Nabisco Workers Draw The Line In The Sand

Image Credit: Portland Jobs with Justice

Workers at Nabisco, the company that makes snacks like Oreos, Fig Newtons and Wheat Thins, have been on strike since August 10th. The strike began at a bakery in Portland, Oregon and has since spread to Aurora, Colorado and Richmond, Virginia.

Workers have described regularly working 12-hour days and up to 16 hours per shift, often 6 and 7 days per week. One worker described the effects, “You get tired, you want to be home with your family, but it’s extremely hard to have life outside of work.” During the pandemic, Nabisco workers were classified as “essential workers,” and worked extremely long hours.

The company is currently trying to push through an “alternative work week schedule” which would mean that people would work 12 hour shifts, for 3 or 4 days a week. The new proposal also denies time-and-a-half pay for working more than eight hours a day, time-and-a-half pay on Saturdays, and double time for working on Sundays. In other words, they are proposing a drastic pay cut!

The company is also proposing a two-tier system for health premiums, which would make new-hires have to pay more for their health care than older workers. This is nothing but a divide and conquer tactic to generate a split between the older and newer workers.
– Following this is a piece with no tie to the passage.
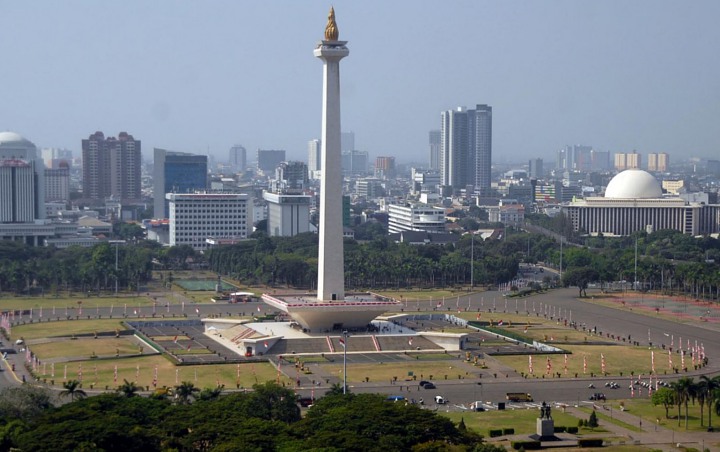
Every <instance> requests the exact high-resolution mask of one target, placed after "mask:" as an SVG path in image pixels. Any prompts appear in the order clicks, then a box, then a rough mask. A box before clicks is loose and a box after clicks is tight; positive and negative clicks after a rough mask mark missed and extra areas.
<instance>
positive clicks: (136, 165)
mask: <svg viewBox="0 0 720 452" xmlns="http://www.w3.org/2000/svg"><path fill="white" fill-rule="evenodd" d="M82 152H83V196H84V197H85V198H86V199H90V200H95V201H104V200H105V198H108V197H110V196H112V197H114V198H116V199H118V200H120V201H126V200H138V199H141V198H142V193H141V191H140V168H141V165H142V160H141V143H140V140H135V138H133V136H132V135H129V134H128V133H127V132H120V134H119V135H118V137H117V138H115V137H107V138H105V136H104V135H103V133H102V132H95V133H94V134H92V135H90V137H89V138H88V139H85V140H82Z"/></svg>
Earlier this year two Nabisco bakeries were closed, one in Fairlawn, New Jersey and one in Atlanta Georgia, costing the jobs of around 1,000 people. The company is using the threat of shutting down facilities to bully the workers into accepting concessions.

Meanwhile, Nabisco and its parent company, Mondelēz have cleaned up over the recent period. Mondelēz saw its revenues increase 2.8% in fiscal year 2020, which is a net increase of $26.6 billion. Mondelēz also saw its profits nearly double over the last quarter. Last year, the CEO received compensation of $18 million, which is 561 times what the average worker received.

But by going on strike to fight against these concessionary proposals, workers at Nabisco have begun to draw the line in the sand. The strike, which has now spread to facilities in three states, has attracted considerable community support. Frito Lay workers in Kansas who were recently on strike themselves have sent pizzas in support of the striking workers. Even the actor Danny DeVito, has come out in support of the Nabisco workers. At times, picket lines have been festive with a lot of support from honking motorists. One worker described their coworkers say that, “I’ve never seen them so happy. People are smiling and laughing, dancing, and playing music.”

Workers at Nabisco are beginning to get a small taste of their power.